Will There Ever Be Any There, There?

By Steven A. Watchorn, Assoc. A.I.A., LEED AP BD+C

Author Gertrude Stein once said “when you get there, there isn’t any there, there” of Oakland, California.

American planners and architects have been striving to create places of greater value since the end of modernism.  The Historic Preservation movement arose from the effort to protect the fabric worth saving, and more recently, Smart Growth and New Urbanism efforts have taken root in part to better emulate successful European cities. 

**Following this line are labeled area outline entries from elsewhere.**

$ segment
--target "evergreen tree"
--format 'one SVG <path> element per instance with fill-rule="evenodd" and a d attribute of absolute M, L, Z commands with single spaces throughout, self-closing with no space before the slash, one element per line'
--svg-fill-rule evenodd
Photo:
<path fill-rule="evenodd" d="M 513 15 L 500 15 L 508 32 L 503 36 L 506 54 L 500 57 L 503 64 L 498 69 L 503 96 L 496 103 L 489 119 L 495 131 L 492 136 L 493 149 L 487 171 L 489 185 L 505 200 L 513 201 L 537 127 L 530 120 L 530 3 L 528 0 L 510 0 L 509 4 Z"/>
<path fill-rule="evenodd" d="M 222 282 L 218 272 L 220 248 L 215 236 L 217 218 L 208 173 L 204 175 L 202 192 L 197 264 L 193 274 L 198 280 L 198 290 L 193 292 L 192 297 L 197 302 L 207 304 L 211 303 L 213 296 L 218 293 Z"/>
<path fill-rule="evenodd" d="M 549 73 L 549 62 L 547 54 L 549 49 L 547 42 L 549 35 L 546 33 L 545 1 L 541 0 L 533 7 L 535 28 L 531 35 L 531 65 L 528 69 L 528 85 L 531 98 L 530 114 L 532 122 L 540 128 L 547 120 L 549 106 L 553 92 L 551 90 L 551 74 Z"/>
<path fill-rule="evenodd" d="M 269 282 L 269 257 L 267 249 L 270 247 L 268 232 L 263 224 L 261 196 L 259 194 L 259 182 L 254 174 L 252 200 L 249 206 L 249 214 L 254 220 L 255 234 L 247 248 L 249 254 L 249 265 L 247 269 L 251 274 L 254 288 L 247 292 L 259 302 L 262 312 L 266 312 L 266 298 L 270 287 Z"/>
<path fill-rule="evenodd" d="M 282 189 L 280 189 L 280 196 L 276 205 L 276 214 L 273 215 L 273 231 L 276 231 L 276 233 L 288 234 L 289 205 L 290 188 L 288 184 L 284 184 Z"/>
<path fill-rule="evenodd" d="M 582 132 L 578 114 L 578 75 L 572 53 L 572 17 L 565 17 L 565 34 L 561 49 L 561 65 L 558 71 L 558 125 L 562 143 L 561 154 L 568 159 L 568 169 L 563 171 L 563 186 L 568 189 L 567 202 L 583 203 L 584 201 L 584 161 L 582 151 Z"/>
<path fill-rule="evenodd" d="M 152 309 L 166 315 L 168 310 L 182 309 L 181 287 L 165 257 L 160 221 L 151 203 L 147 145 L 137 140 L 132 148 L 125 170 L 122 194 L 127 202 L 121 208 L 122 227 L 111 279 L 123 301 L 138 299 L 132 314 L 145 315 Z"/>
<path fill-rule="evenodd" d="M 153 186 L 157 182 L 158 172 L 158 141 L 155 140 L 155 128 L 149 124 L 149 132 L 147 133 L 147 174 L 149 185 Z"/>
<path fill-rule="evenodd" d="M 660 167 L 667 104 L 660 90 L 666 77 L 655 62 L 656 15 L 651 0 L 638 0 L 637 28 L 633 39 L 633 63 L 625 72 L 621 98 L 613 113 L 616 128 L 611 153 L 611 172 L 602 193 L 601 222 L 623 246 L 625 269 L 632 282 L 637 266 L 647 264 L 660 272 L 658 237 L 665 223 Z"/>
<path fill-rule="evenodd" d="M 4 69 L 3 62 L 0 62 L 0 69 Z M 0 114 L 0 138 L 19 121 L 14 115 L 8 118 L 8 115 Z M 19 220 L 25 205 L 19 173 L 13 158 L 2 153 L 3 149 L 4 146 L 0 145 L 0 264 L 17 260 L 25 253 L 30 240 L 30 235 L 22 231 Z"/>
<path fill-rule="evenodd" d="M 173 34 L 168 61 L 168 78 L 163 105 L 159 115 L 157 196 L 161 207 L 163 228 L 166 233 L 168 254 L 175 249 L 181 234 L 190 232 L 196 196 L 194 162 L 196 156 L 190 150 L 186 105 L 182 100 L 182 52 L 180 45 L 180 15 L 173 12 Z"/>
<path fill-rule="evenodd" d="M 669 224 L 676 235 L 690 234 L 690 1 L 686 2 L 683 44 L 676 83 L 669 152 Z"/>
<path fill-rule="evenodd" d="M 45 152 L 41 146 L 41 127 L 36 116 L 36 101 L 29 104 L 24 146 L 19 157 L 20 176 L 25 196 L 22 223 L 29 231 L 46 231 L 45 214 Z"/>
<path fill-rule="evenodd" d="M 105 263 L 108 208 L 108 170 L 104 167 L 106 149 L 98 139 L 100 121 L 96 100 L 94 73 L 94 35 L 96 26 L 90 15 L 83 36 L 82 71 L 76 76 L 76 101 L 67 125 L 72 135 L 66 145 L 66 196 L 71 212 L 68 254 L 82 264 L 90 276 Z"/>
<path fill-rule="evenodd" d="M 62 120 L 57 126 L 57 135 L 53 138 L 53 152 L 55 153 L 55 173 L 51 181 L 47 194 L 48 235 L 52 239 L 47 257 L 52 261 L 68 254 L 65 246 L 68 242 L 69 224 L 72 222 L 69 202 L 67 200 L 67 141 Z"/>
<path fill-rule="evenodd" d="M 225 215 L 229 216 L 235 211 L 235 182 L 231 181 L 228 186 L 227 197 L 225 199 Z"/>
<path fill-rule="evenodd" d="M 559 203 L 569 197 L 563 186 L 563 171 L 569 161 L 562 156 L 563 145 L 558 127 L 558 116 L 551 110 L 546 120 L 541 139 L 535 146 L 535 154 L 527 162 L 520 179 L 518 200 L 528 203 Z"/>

My pursuit of Architecture and Urban Planning was the result of my frustration with seeing more and more suburban sprawl, and the continued decay of our cities.  (Growing up outside of Albany, NY provided me with a vast visual inventory of poor planning and design examples.)  After being inspired by visiting some of the successful European cities, I wanted to be a part of the solution here at home. 

Some improvements have finally begun in providing transportation alternatives, mixed-use developments, form-based zoning, and pedestrian-friendly streetscapes.  These efforts have made a difference, but one must beware of the trap of thinking that we’ve solved the tragedy of American planning.  The solutions are few and far between, and in many cases planners and developers are making the same mistakes as before, only masking them under the cloak of Smart Growth and New Urbanism.  We still see these absurd failures every time we take a drive or walk around a downtown area. 

Inspiration comes in many forms.  For me, these failed examples are humorous, maddening, but also inspiring in a reverse kind of way.  For a project to be successful, the planner or architect must understand not only the problems we continue to face, but have an understanding of what constitutes good design.

Failed attempts should never be tolerated.  We need to be inspired by good design and the promise of there ever being any “there.”